Art. 14. No processo de fiscalização da comercialização, as sementes e mudas serão consideradas por classes e categorias, de acordo com a seguinte classificação:

I - Na classe certificada de sementes, as categorias de:

a) semente genética;

b) semente básica;

c) semente certificada de primeira geração - C1;

d) semente certificada de segunda geração - C2;

II - Na classe não-certificada de sementes, as categorias de:

a) semente S1;

b) semente S2;

III - Na classe certificada de mudas, as categorias de:

a) planta básica;

b) planta matriz;

c) muda certificada;

IV - Na classe não certificada de mudas, a categoria de:

a) muda;

V - Na classe certificada de materiais de propagação de espécies florestais, as categorias de:

a) selecionada;

b) qualificada;

c) testada;

VI - Na classe não certificada de materiais de propagação de espécies florestais, as categorias de:

a) identificada;

b) selecionada;

c) qualificada;

d) testada.

Parágrafo único.
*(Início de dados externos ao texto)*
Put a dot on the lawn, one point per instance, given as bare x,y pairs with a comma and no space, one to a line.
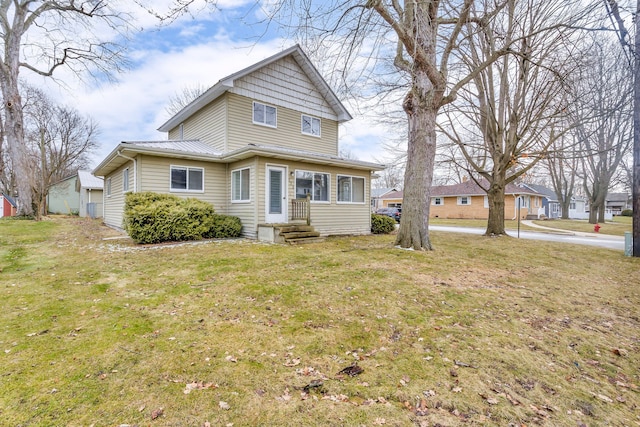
616,227
481,331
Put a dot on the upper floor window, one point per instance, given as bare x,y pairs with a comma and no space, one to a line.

As espécies florestais, nativas ou exóticas, e as de interesse medicinal ou ambiental sujeitam-se às disposições constantes na legislação federal vigente.
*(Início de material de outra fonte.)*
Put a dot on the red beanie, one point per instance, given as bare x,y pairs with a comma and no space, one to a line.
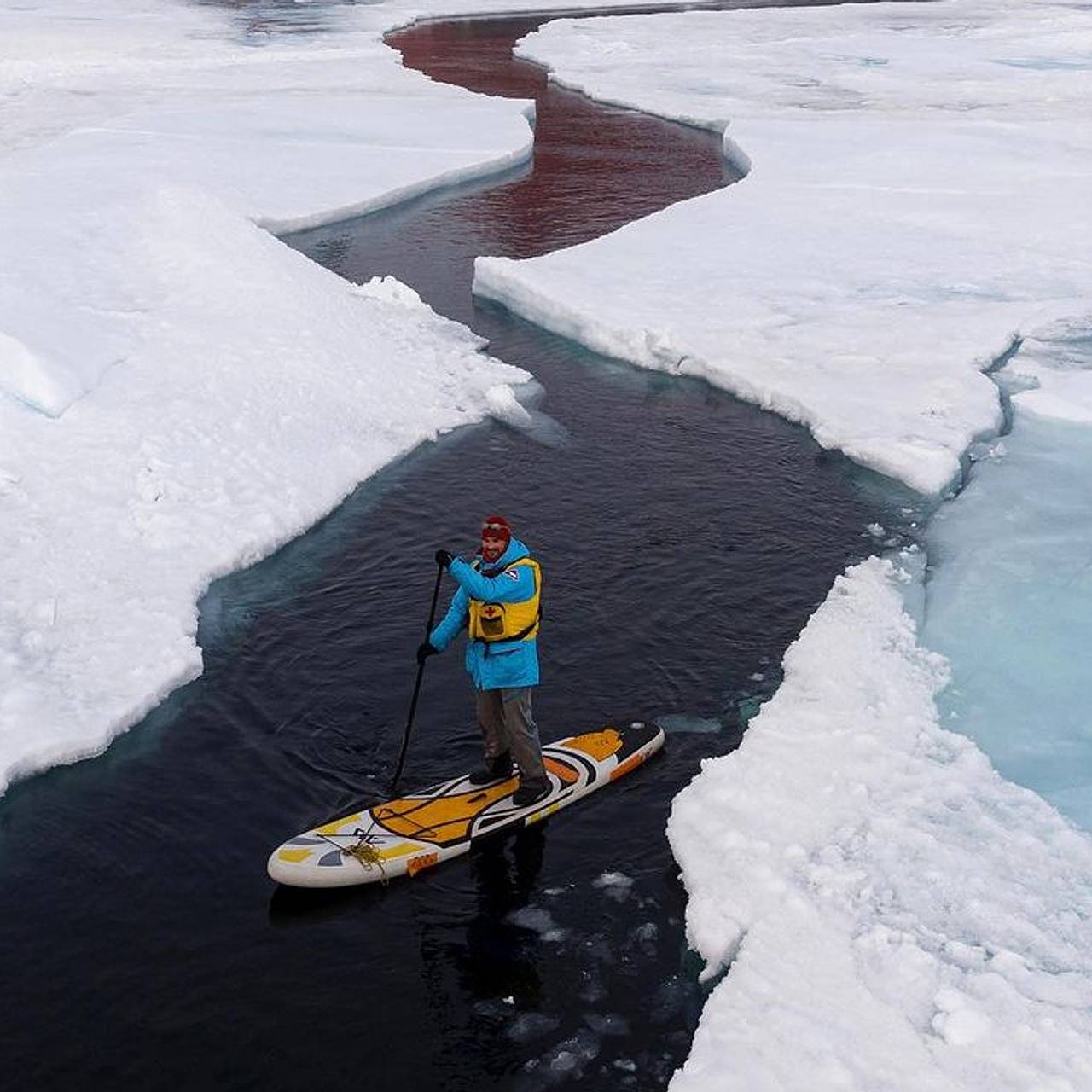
498,526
Art. 15. No ato de fiscalização poderão ser coletadas amostras da semente ou da muda comercializada, visando à verificação dos padrões estabelecidos para a espécie e a categoria, de acordo com o disposto na legislação vigente.

DAS PROIBIÇÕES

Art. 16. Fica proibido o comércio, o armazenamento, o trânsito e a utilização de sementes e mudas em desacordo com os requisitos estabelecidos nesta Lei, em seu regulamento e na legislação federal pertinente.

Parágrafo único. A classificação e a descrição das infrações à esta Lei e as suas respectivas penalidades serão disciplinadas no regulamento.

DAS MEDIDAS CAUTELARES E DAS PENALIDADES

Art. 17. No ato da ação de fiscalização, serão adotadas como medidas cautelares:

I - a suspensão da comercialização; ou

II - a interdição das sementes ou mudas e os respectivos lotes, objetos da infração.

Art. 18. Sem prejuízo da responsabilidade penal ou civil cabível, a inobservância das disposições desta Lei sujeita as pessoas físicas e jurídicas que exerçam o comércio de sementes e mudas, às seguintes penalidades, isolada ou cumulativamente:

I - advertência;

II - multa;

III - suspensão da comercialização das sementes ou mudas;

IV - apreensão das sementes ou das mudas;

V - destruição das sementes ou das mudas;

VI - suspensão da inscrição no RECSEM; e

VII - cassação da inscrição no RECSEM.

§ 1º A multa pecuniária que incidente sobre a comercialização da semente ou da muda em desacordo com a norma vigente será de valor equivalente a até 250% (duzentos e cinqüenta por cento) do valor comercial do insumo objeto da ação fiscal.

§ 2º O comércio clandestino de sementes e mudas flagrado pelo fiscal estadual agropecuário sujeita o agente infrator às penalidades descritas nos incisos II, III, IV e V deste artigo.

Art. 19. Os valores monetários provenientes das multas e outras receitas decorrentes do exercício da fiscalização relacionados a presente Lei e seu regulamento, serão recolhidos à CIDASC, órgão fiscalizador estadual, em conta específica a ser aberta em estabelecimento bancário, na qual deverá constar os seguintes dizeres “Fiscalização do Comércio de Sementes e Mudas”.

Parágrafo único. Os valores monetários acima mencionados serão utilizados exclusivamente no custeio, reaparelhamento e melhorias na atividade de fiscalização.

DO PROCESSO ADMINISTRATIVO

Art. 20. As infrações à legislação serão apuradas em processo administrativo, iniciado com a lavratura de auto de infração, observados os procedimentos e os prazos estabelecidos, bem como a garantia de ampla defesa do autuado.

Art. 21. O Poder Executivo regulamentará esta Lei no prazo de noventa dias contados de sua publicação.

Art. 22. Esta Lei entra em vigor na data de sua publicação.

Art. 23. Fica revogada a Lei nº 10.111, de 30 de maio de 1996.